For a decade, the growth of South Korea’s capital markets followed a steady, if uninspired, trajectory. It took ten years for the number of companies with a market capitalization exceeding 1 trillion won to grow from 200 to 300. Yet, in a startling acceleration that began in late 2024, the market added its next 100 trillion-won companies in just nine months, reflecting a fundamental shift in how global investors price Korean assets. This rapid expansion is the result of a rare alignment between technological dominance and long-awaited corporate governance reform.
At the heart of this surge lies High Bandwidth Memory (HBM), the critical component that feeds data to Nvidia’s AI processors. Samsung Electronics and SK Hynix currently control approximately 80% of the global HBM market, effectively positioning South Korea as the indispensable 'bottleneck' of the global AI infrastructure. As the demand for AI data centers grows exponentially, the traditional narrative of memory as a cyclical commodity has been replaced by a premium valuation of memory as the essential fuel for large language models.

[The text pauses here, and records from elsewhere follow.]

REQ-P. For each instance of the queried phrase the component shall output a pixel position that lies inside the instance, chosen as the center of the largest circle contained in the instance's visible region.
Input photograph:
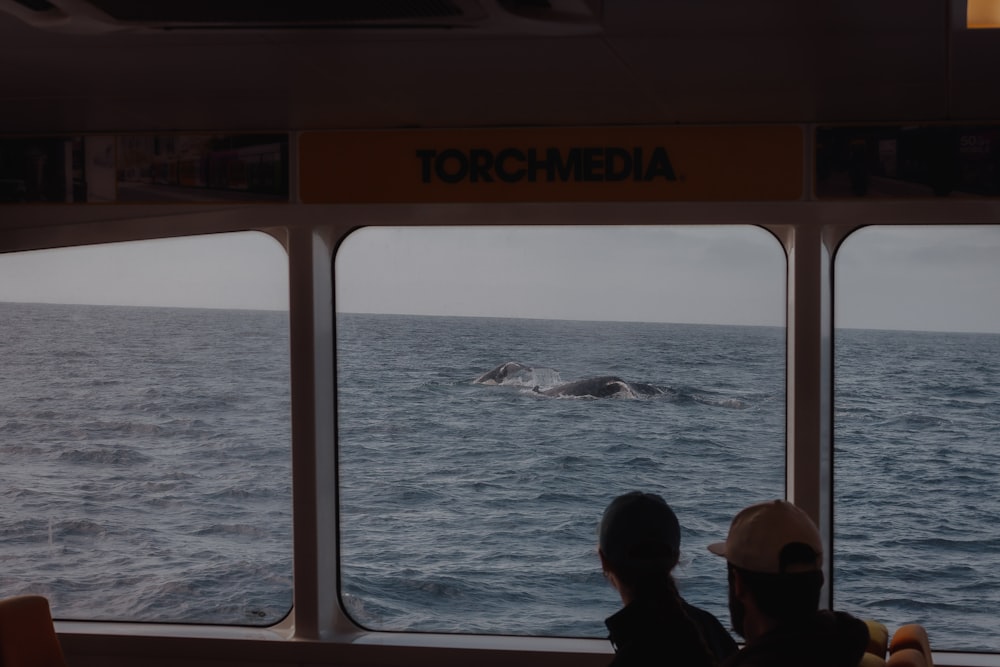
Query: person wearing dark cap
(640, 540)
(774, 557)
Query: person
(774, 557)
(639, 545)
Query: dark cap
(639, 525)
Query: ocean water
(144, 462)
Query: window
(472, 506)
(144, 431)
(916, 430)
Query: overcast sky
(890, 278)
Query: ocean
(144, 455)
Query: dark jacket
(646, 635)
(828, 639)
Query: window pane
(473, 506)
(917, 511)
(144, 431)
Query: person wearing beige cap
(639, 545)
(775, 561)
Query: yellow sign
(704, 163)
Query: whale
(503, 372)
(605, 386)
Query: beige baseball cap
(760, 532)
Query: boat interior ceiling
(102, 65)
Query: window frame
(809, 231)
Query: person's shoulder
(699, 615)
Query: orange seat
(878, 638)
(27, 635)
(907, 657)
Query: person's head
(775, 562)
(639, 543)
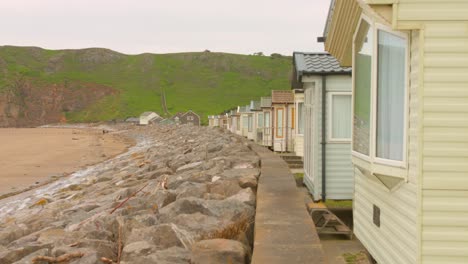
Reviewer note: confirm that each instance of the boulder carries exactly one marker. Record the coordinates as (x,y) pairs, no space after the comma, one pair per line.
(172,255)
(225,210)
(159,172)
(216,251)
(15,254)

The financial results are staggering. By the first quarter of 2026, SK Hynix achieved a net profit margin of 77%, an unprecedented figure for a hardware manufacturer that actually exceeds the gross margins of some leading software firms. This influx of 'AI gold' has provided the capital necessary for these firms to engage in aggressive expansion and shareholder returns, sparking a rally that saw the KOSPI index nearly triple in value over a two-year period.
Crucially, this boom is not limited to the traditional chaebols. The junior KOSDAQ board has seen its own renaissance, with 137 companies now boasting trillion-won valuations. This diversification suggests that the concentration of power within a few family-run conglomerates is finally beginning to yield to a more decentralized ecosystem of biotech and AI application startups. This structural shift indicates that South Korea is beginning to cultivate growth outside of its traditional industrial giants.

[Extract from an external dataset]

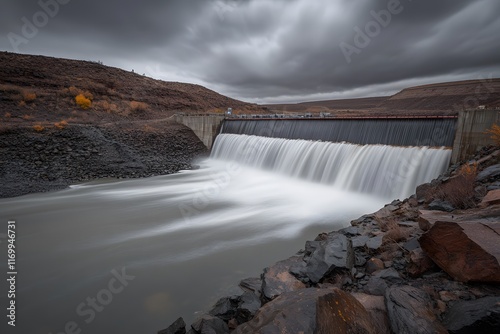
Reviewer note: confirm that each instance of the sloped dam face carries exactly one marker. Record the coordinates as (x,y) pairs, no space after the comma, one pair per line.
(132,256)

Simultaneously, the perennial 'Korea Discount'—the systemic undervaluation of Korean firms due to poor governance—is being dismantled. Following the 2025 passage of the Commercial Act amendment and the mandatory cancellation of treasury stocks in 2026, the legislative environment has pivoted toward protecting minority shareholders. Inspired by Japan’s corporate reforms a decade ago, these measures have created a 'flywheel effect' where AI-driven profits are channeled into dividends and buybacks, attracting a new wave of global capital.

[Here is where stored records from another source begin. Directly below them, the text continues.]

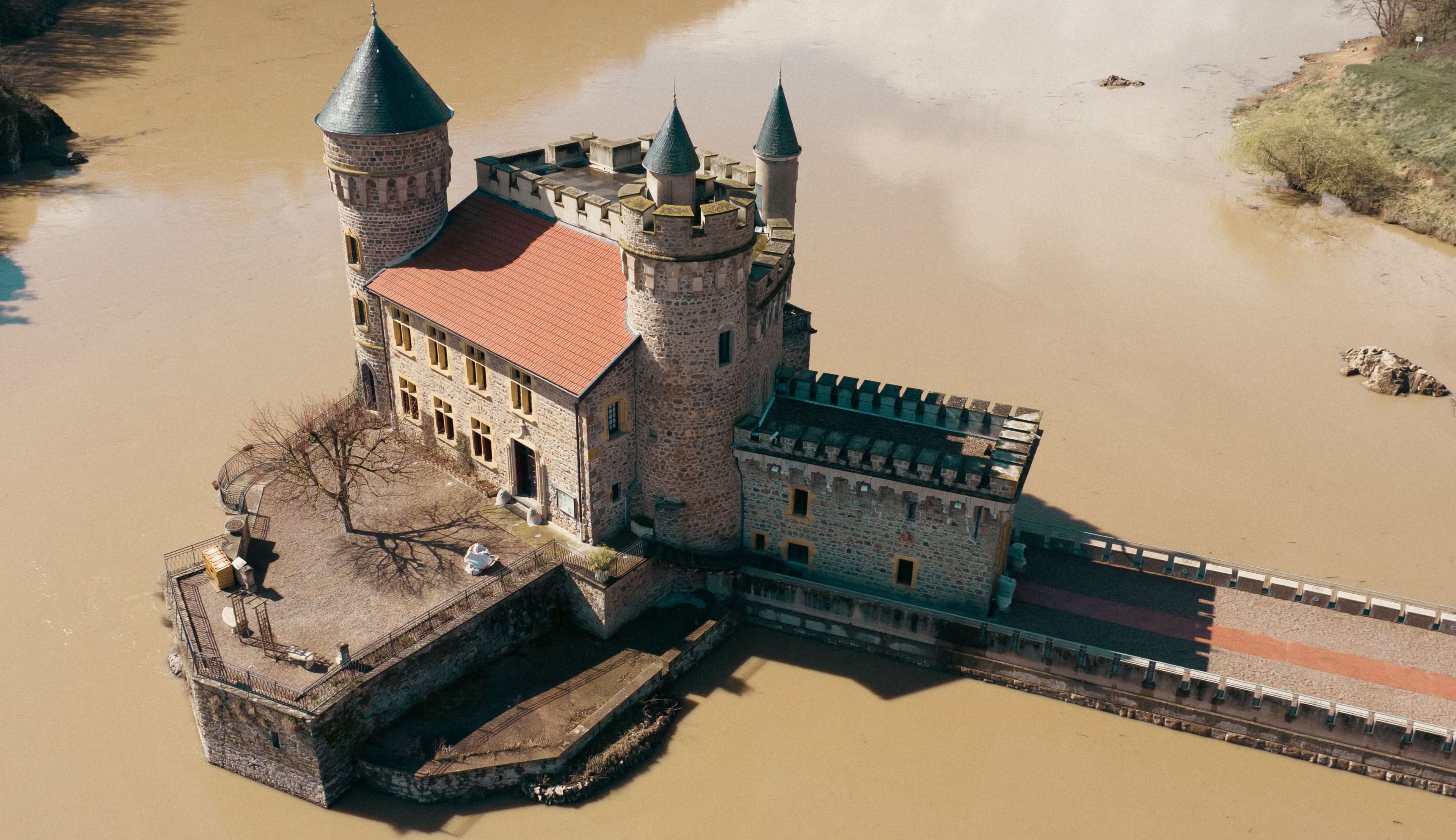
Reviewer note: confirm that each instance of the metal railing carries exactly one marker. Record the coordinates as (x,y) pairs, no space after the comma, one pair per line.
(260,456)
(627,559)
(1085,658)
(379,654)
(1148,558)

Despite this momentum, structural risks remain. South Korea’s dominance is currently concentrated in the 'hardware and infrastructure' layer of the AI stack, while it lags behind in foundational models and software applications. While the nation is reaping the rewards of 'selling sand' to the AI industry, its long-term stability will depend on whether it can move up the value chain. If HBM becomes commoditized or if architectural shifts reduce its importance, the current valuation boom could face a severe correction.